Sebenarnya tugas ini adalah tugas yang paling saya hindari. Bahkan saya pernah bilang ke salah satu teman saya. Mencari pengalaman dan di manfaatkan itu beda sekali. Ketika melihat teman-teman saya yang menjadi ketua di acara-acara seperti ini rasanya mereka hanya di forsir dan di manfaatkan saja.
Belum lagi pimpinan yang suka merusak konsep yang sudah ada. Saya bisa menyimpulkan bahwa hal ini bukanlah hal yang baik. Tapi sialnya, malah saya yang di pilih jadi ketua padahal sudah berulang kali menolak.

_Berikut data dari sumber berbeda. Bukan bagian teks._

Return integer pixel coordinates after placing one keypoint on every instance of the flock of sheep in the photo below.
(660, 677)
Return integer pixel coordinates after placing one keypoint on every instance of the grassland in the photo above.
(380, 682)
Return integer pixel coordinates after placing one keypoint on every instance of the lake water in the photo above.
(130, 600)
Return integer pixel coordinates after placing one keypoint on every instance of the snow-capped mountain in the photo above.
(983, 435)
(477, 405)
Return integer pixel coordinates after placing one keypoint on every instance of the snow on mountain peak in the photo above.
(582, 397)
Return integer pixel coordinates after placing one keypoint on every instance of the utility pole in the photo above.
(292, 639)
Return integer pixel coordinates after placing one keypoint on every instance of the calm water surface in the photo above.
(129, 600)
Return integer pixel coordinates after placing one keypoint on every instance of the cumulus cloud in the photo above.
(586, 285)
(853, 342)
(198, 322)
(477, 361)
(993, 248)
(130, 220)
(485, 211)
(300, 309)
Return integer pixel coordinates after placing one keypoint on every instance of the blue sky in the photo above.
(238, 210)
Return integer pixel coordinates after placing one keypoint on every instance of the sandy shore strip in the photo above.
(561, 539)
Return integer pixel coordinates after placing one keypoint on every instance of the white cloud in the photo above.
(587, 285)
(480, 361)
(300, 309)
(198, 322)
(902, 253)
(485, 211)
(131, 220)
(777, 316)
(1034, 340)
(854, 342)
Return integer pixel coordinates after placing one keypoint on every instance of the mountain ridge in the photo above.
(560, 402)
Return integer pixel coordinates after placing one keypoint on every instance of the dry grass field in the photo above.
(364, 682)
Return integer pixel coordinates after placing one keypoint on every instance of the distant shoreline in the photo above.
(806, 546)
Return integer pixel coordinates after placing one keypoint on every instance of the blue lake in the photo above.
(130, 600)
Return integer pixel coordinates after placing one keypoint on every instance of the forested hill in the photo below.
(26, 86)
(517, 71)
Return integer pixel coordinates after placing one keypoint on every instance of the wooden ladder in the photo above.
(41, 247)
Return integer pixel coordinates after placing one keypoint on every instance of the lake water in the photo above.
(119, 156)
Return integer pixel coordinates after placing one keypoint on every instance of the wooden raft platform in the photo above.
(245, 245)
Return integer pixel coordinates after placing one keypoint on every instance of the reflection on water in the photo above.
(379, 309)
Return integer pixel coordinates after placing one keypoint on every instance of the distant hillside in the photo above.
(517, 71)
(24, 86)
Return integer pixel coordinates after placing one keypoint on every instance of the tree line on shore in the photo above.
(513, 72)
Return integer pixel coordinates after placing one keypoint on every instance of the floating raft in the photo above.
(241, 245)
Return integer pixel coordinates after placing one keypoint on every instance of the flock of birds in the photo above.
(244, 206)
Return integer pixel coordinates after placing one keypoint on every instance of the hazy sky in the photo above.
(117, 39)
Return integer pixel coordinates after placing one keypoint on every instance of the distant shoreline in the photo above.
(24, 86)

Bisa di bilang saya mengemban tugas ini setengah hati dari awal. Mungkin kalau bukan karena solidaritas saya sangat malas untuk menjadi mesin di sini. Karena melihat teman-teman yang terlibat juga mengeluarkan tenaga dan waktunya saya jadi luluh dan mulai menjadi mesin di acara ini.
Yang saya sadari adalah saya harus bisa mengompori tiap divisi dan membuat semua orang sadar akan proses yang terjadi menuju hari H. Saya menjapri tiap divisi dan memantau tugas mereka sudah sampai mana, meskipun waktu hanya seminggu saja untuk segala persiapan dari mulai dekorasi, latihan, dll. Di benak saya acara ini harus sukses demi teman-teman, para wisudawan, dan orang tua. Bukan untuk yayasan!
Pada praktiknya teman saya Bayu lah yang aktif dalam memperhitungkan segala persiapan untuk wisuda. Dari situ saya mulai mengganti peran saya untuk menjadi helper atau menambal apa yang perlu di kerjakan. Apapun itu saya kerjakan meskipun saya ketua saya rela angkat-angkat bangku dan meja saat acara di stage. Semua itu saya lakukan untuk mereka yang saya sebutkan di atas. Alhamdulillah acara berlangsung dengan baik meskipun tidak sempurna.
Pada akhrinya saya menyadari bahwa guru-guru memang tak ada harganya. Agama hanya di pakai sebagai kedok saja oleh yayasan tapi tidak mensejahterakan guru. Saya yang berstatus ketua gajihnya sama saja dengan yang lain. Beda dengan tahun lalu yang di lebihkan untuk ketua. Tapi saya sadar hal ini sudah menjadi budaya disini. Tidak menghargai kinerja bawahan rasanya normal saja.
Wisudawan membayar jutaan untuk acara ini tapi guru hanya mendapatkan seuprit saja dari keuntungan itu. Dasar kapitalis. Menuntut sempurna dengan upah yang minim. Kurang ajar!
Kedepannya saya tidak akan mau lagi menjadi ketua di acara-acara yang kalian keruk sebagian besar untungnya dan menyisakan seuprit saja untuk kami para guru.